Characterization of missense mutations in Argentinian patients with variegate porphyria

GRANATA, BARBARA XOANA; MENDEZ, MANUEL; PARERA, VICTORIA; BATLLE, ALCIRA; ENRÍQUEZ DE SALAMANCA, RAFAEL; ROSSETTI, MARIA VICTORIA

Cardiff

Congreso; International Porphyrins and Porphyrias Meeting; 2011

British Association of Dermatologists

Porphyrias are a group of metabolic disorders that result from a partial deficiency of one of the enzymes involved in the haem biosynthetic pathway. Variegate porphyria (VP) develops when the defective enzyme is protoporphyrinogen oxidase (PPOX). This disease is an autosomal dominant disorder with incomplete penetrance, associated to a 50% decrease of the enzyme activity. Clinically it is considered to be a mixed porphyria and patients can present acute and/or cutaneous symptoms. Recently, in 18 apparently nonrelated VP patients we found four new splicing defects, three new missense mutations and two novel small deletions. The three new missense mutations (p.E34V, W224G and G332A) were absent in 50 normal individuals and the PPOX activity in the probands and in their asymptomatic relatives was reduced to approximately 50%. The aim of the work was to corroborate that the missense mutations p.E34V, W224G and G332A were responsible for the manifestation of VP. In order to achieve this we expressed them in a prokaryotic system, using as template the pTRC?PPOX-wt vector, which contains the wild-type sequence of PPOX. To generate each mutant construct a fragment of PPOX cDNA, containing the desired mutation and restriction sites for cloning, was generated by polymerase chain reactionbased site-directed mutagenesis in one or two amplification steps.

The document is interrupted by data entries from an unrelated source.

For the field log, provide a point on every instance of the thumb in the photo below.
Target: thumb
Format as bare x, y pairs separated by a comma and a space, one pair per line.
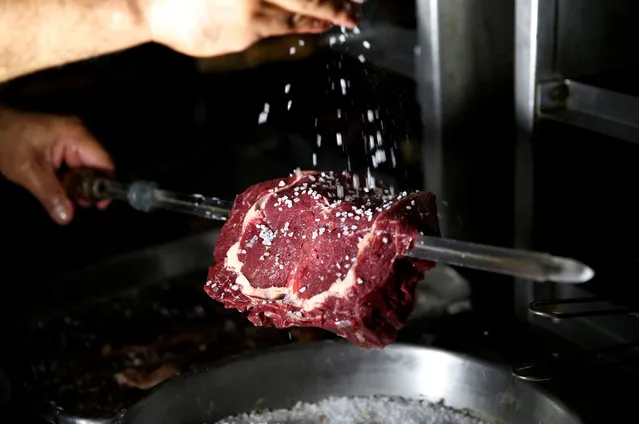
42, 182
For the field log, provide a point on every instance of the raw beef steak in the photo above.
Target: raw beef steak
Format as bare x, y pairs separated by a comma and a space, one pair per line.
319, 250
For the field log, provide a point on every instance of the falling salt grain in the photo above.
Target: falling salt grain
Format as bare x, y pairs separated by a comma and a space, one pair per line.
342, 83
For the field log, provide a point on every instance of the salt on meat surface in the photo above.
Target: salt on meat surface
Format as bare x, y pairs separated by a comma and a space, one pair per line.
326, 250
359, 410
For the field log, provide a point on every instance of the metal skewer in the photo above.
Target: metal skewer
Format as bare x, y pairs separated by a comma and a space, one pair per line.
146, 196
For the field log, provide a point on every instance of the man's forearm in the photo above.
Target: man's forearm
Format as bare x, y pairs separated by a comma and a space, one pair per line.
38, 34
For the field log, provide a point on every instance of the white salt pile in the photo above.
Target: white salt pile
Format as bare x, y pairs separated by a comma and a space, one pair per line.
359, 410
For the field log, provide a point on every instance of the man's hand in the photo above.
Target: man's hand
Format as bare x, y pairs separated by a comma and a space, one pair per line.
33, 146
214, 27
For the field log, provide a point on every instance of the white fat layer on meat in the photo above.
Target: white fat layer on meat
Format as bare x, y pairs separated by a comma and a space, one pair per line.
339, 288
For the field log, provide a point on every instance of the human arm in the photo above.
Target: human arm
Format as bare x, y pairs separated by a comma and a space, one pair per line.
34, 146
38, 34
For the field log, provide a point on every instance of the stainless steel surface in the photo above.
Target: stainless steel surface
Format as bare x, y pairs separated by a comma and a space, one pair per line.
559, 40
534, 61
464, 76
310, 372
540, 267
557, 309
550, 368
590, 107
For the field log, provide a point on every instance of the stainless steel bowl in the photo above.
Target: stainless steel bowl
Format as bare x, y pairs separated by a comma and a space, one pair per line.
310, 372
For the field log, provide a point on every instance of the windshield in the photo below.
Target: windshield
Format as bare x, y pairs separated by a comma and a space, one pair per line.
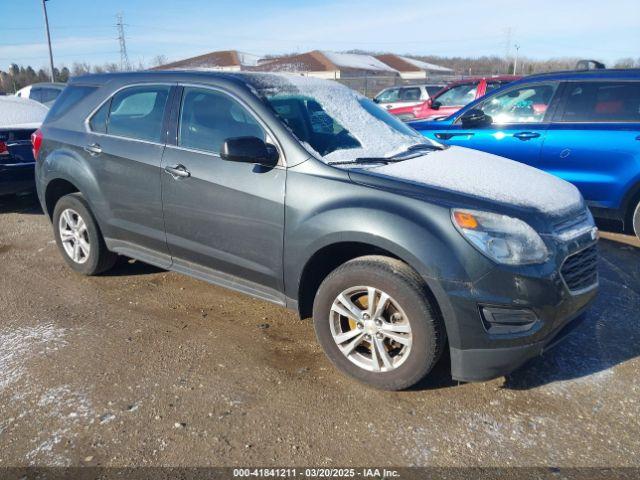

Once each construct was obtained, they were used to transform competent Escherichia coli strain JM109. Bacterial clones were then grown to log phase and induced with 5 mmol L)1 isopropyl-b-D-thiogalactoside for 3 h. Cells were harvested, resuspended in buffer and disrupted by sonication. They were centrifuged once more and the supernatant was used as source of enzyme to determine the PPOX activity in strict conditions of darkness and anaerobiosis. According to the results (see Table 1) all the mutations studied generate a considerable decrease in the enzyme activity; therefore, they are certainly the cause of VP in the patients who carry them.